Dear all, I am experimenting with cheerio crawler to scrape Amazon. I followed the tutorial online and it works for Germany but the same crawler gets detected as a bot for US. For Germany, I am using a data center proxy of Germany and it works but for USA the datacenter proxy of US doesn't work. Below is the configuration. I am building an Amazon scraper for multiple marketplaces. But this inconsistency makes it challenging.

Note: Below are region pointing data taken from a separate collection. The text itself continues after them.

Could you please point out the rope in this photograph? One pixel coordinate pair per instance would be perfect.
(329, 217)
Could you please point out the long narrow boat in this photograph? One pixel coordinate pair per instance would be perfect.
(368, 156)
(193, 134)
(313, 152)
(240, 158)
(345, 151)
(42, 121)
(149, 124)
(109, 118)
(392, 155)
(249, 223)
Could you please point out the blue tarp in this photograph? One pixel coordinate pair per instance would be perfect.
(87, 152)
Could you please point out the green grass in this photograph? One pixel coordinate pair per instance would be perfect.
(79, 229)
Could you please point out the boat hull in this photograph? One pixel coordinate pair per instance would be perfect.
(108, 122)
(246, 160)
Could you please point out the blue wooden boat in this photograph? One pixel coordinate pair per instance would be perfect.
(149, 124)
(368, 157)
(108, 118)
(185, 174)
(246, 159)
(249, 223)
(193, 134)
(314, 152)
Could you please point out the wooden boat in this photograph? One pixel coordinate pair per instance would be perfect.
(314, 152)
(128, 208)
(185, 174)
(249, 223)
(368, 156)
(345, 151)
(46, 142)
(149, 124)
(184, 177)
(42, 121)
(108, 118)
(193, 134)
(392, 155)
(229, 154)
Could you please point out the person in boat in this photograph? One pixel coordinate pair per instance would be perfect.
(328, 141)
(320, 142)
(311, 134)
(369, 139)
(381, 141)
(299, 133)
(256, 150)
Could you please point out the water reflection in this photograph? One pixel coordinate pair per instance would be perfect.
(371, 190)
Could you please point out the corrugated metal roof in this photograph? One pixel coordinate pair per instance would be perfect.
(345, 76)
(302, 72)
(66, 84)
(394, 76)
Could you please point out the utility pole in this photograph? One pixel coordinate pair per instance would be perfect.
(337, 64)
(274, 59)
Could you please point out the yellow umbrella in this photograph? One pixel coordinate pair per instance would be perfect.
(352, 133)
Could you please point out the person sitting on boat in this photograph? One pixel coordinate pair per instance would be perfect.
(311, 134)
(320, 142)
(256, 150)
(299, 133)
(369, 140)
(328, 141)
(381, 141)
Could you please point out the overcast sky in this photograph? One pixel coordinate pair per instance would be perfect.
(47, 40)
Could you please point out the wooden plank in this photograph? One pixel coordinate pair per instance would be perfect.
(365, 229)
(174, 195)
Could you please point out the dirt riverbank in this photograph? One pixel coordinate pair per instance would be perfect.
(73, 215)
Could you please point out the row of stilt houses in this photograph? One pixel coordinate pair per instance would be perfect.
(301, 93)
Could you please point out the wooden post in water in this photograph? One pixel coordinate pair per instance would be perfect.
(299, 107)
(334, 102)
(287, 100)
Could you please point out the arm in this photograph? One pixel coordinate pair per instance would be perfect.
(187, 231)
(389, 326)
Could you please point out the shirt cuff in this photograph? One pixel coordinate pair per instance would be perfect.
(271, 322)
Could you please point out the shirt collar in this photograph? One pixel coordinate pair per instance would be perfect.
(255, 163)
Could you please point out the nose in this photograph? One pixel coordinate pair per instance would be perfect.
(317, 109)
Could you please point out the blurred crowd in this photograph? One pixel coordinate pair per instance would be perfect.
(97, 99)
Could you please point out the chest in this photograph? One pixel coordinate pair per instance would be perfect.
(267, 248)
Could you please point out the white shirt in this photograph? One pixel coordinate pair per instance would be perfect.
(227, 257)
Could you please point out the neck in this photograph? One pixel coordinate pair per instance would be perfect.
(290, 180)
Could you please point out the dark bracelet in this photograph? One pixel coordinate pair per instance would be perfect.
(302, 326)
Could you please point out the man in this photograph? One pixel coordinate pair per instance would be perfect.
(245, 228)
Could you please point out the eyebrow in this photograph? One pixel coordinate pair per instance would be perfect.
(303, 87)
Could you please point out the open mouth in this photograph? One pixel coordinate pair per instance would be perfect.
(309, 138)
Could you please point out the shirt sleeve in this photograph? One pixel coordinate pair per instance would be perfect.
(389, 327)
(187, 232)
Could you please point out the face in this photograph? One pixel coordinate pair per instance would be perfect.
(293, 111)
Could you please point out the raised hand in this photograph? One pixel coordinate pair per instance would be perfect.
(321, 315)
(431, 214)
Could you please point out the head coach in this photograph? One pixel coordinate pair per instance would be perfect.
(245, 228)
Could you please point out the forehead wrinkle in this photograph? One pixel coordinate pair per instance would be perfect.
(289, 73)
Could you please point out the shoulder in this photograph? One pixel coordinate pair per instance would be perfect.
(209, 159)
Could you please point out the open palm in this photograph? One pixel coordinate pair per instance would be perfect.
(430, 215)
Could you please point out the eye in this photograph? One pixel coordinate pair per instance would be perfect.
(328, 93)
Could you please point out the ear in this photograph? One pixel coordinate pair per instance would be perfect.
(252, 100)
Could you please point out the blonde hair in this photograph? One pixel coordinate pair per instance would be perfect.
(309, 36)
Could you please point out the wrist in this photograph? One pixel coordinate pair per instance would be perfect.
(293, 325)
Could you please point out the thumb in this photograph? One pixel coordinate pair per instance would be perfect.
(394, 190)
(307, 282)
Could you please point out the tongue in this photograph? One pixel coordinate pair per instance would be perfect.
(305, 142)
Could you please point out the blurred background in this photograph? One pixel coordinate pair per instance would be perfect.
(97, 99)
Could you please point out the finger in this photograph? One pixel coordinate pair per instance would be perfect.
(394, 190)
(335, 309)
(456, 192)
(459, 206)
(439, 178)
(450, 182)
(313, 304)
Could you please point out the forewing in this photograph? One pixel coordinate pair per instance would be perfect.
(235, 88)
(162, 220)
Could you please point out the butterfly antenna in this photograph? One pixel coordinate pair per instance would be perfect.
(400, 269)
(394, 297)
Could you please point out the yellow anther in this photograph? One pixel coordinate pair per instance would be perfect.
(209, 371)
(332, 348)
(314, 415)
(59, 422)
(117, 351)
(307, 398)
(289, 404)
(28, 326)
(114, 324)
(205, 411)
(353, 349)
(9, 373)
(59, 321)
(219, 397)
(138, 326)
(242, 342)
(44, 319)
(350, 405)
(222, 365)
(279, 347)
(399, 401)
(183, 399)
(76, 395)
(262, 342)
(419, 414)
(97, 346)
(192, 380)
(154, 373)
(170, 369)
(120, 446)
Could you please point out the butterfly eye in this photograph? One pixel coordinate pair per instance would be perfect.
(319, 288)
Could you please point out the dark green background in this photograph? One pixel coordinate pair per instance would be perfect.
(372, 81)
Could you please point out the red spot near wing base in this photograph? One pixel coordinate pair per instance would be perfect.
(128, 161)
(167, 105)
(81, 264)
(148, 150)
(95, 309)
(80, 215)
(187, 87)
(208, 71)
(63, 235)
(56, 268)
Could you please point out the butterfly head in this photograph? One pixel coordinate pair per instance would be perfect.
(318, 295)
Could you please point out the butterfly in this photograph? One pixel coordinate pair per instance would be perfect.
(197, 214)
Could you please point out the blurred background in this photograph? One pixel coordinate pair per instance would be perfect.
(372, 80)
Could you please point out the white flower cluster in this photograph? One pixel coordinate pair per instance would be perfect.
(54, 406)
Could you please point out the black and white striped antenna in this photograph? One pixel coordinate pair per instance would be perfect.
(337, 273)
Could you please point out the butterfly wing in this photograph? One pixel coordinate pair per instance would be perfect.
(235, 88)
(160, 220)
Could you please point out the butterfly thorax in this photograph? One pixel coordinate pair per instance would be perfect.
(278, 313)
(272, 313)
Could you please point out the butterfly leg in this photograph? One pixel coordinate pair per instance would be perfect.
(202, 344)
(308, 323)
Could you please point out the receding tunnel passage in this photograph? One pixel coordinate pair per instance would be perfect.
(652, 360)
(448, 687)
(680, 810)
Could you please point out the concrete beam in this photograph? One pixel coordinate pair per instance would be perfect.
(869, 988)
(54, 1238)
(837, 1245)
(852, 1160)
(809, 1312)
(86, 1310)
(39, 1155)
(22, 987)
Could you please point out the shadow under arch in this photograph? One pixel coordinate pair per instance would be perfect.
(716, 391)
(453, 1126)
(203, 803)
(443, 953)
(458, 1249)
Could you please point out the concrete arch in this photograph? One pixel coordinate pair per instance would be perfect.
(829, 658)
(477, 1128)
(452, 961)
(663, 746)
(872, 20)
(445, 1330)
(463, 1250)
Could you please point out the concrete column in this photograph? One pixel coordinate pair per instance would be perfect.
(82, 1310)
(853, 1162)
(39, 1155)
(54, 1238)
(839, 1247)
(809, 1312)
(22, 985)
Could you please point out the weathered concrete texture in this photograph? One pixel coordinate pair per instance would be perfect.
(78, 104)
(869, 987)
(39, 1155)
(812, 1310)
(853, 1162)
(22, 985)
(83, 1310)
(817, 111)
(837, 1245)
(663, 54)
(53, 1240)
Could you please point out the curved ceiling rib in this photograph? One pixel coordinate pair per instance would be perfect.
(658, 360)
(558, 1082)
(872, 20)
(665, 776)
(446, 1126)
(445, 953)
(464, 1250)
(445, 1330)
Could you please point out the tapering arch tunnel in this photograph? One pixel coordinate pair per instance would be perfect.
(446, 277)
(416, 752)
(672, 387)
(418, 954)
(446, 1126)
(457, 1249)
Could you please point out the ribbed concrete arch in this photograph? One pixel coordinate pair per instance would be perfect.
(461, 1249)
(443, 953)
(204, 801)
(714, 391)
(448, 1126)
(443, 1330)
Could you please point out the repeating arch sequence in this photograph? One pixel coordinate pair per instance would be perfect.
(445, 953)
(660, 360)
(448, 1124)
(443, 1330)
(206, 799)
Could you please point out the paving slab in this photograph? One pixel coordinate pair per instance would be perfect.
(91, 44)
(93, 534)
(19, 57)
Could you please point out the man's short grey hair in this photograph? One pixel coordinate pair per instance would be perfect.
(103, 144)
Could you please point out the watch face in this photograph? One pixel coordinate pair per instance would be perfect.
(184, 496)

const crawler = new CheerioCrawler({
proxyConfiguration,
requestQueue: queue,
useSessionPool: true,
persistCookiesPerSession: true,
maxRequestRetries: 20,
maxRequestsPerMinute: 250,
autoscaledPoolOptions:{
maxConcurrency:100,
minConcurrency: 5,
isFinishedFunction: async () => {
// Tell the pool whether it should finish
// or wait for more tasks to become available.
// Return true or false
return false
}
},
failedRequestHandler: async (context) => rebirth_requests({ ...context}),
requestHandler: async (context) => router({ ...context, dbPool})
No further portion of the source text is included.